The Robert E. Lee and the Sunken U-Boat
According to U.S. Government reports, there was only one German U-Boat officially sunk in the Gulf of Mexico. This was U-166 which had sailed to the Gulf from the German U-Boat Base at Lorient France. To this very day the U-Boat remains in a watery grave just off the mouth of the Mississippi River. The area of U-166’s final resting place is also just a few hundred yards from the sunken wreckage of the SS Robert E. Lee. As it turned out, the SS Robert E. Lee was the last victim of U-166. This particular U-Boat was reported to have sunk a total of four Allied ships.
The SS Robert E. Lee, built in 1924 in Newport News Virginia, was attacked on July 30th 1942 about forty-five miles southeast of the entrance to the Mississippi River. The steamship had been on a planned route from Trinidad to Tampa and then on to New Orleans. During it’s voyage, the ship was actually diverted from Tampa and simply continued to New Orleans from Trinidad accompanied by a U.S. Naval escort ship, PC-566. One of the ironic things regarding the passenger list of the steamship involved was just who made up most of the passenger list. It just so happened that by a quirk of fate the Robert E. Lee’s passengers were mostly survivors of previously torpedoed ships on their way to the United States.
Two additional articles on our Western Trips site you’ll find interesting are Galveston’s World War Two Defenses and the Defenses of San Francisco Bay.
The Attack
On the night of July 30th 1942 the SS Robert E. Lee was hit with a torpedo just aft of it’s engine room. The torpedo was spotted by lookouts at about 200 hundred yards from the ship but there was no time to avoid being struck. The engines and steering were wrecked and the Robert E. Lee sunk in about fifteen minutes. Twenty-five people lost their lives in the sinking of the Robert E. Lee.
Naval patrol craft, PCC-566, which had been escorting the steamer spotted the U-Boat periscope and gave chase. PC-566 dropped ten depth charges. An oil slick was spotted shortly afterwards but without any other evidence there was the possibility that the German U-Boat escaped the scene.
The Amazing Discovery of the Robert E Lee and U-166
Although, the Robert E. Lee was certainly sunk, U-166 became a kind of “Flying Dutchman” of the Gulf. After the oil slick was spotted after the 1942 attack, the boat was never heard from or seen again. Efforts to find the wreck, if there was one, were never successful. It took many decades but in the year 2001 the German U-Boat, U-166, was discovered at the bottom of the Gulf of Mexico, and then by accident. Scientists working for a firm searching the Gulf of Mexico seabed for a suitable pipeline location found the wreck of the Robert E. Lee. Less than two miles away was discovered another wreck. Images of the second wreck discovered by the underwater cameras didn’t fit any already identified wrecks cataloged for that area. By the same token it did resemble the missing U-Boat.

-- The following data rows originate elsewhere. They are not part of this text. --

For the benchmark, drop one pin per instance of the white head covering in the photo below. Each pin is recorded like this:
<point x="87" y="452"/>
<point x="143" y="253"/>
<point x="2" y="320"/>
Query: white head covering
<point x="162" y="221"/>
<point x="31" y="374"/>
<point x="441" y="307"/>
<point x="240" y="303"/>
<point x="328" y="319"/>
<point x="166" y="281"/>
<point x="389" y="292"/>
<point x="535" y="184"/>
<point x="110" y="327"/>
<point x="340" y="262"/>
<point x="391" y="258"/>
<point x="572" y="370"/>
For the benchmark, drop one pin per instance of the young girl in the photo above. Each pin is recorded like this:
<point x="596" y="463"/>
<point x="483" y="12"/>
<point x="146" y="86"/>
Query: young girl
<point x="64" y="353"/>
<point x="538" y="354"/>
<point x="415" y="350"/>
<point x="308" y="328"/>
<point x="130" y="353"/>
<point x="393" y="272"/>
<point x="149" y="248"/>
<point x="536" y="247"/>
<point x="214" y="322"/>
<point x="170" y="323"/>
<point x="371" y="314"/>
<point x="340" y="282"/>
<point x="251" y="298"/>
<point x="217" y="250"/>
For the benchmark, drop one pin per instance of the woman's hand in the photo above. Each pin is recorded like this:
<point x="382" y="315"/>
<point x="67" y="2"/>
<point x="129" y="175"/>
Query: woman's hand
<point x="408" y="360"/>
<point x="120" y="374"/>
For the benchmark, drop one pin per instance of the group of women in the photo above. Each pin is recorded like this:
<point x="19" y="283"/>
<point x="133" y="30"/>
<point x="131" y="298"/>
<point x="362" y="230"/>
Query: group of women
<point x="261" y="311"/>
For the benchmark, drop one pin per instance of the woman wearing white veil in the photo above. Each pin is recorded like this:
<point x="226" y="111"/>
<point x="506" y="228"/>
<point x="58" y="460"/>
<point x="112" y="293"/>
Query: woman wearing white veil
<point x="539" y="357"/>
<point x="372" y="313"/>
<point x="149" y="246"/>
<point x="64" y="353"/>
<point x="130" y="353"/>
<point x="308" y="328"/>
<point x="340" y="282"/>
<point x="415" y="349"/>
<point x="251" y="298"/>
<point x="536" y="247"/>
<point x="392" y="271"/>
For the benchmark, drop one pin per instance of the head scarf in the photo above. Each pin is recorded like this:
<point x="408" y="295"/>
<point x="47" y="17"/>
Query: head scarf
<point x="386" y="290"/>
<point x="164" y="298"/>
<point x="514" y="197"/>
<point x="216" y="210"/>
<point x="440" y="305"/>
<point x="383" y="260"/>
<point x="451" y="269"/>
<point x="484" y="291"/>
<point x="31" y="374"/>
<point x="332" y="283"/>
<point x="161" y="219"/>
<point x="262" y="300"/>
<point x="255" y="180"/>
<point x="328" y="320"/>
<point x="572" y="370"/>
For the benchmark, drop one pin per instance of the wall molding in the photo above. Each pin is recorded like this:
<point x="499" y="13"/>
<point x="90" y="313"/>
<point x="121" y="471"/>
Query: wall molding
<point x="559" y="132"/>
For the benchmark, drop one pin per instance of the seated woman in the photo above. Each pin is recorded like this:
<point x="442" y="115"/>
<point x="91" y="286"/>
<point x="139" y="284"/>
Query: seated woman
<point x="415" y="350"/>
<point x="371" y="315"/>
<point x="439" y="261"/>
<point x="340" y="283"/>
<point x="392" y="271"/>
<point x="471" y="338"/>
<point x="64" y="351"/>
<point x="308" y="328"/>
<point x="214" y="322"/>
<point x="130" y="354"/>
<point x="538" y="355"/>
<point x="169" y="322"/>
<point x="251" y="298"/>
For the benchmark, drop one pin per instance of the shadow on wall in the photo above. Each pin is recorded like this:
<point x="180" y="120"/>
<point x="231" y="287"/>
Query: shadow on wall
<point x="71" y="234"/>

As it turned out, the wreckage was later confirmed to be U-166. Intensive camera exploration of the exterior of the sunken vessel was undertaken in 2003. Indentations were spotted that would be consistent with depth charge explosions. There was also evidence of possible secondary explosions after the pressure hull was punctured. Camera images show that the U-Boat had broken in two during the counterattack by PC-566. The wreckage of the Robert E. Lee lies mostly intact in over 4,500 feet of water. This makes it beyond the range of recreational divers. In the case of the World War II submarine U-166, the site where this vessel lies has been designated a “war grave” due to the fifty-two of her crew entombed there. This prohibits any attempts in the future to salvage the wreckage.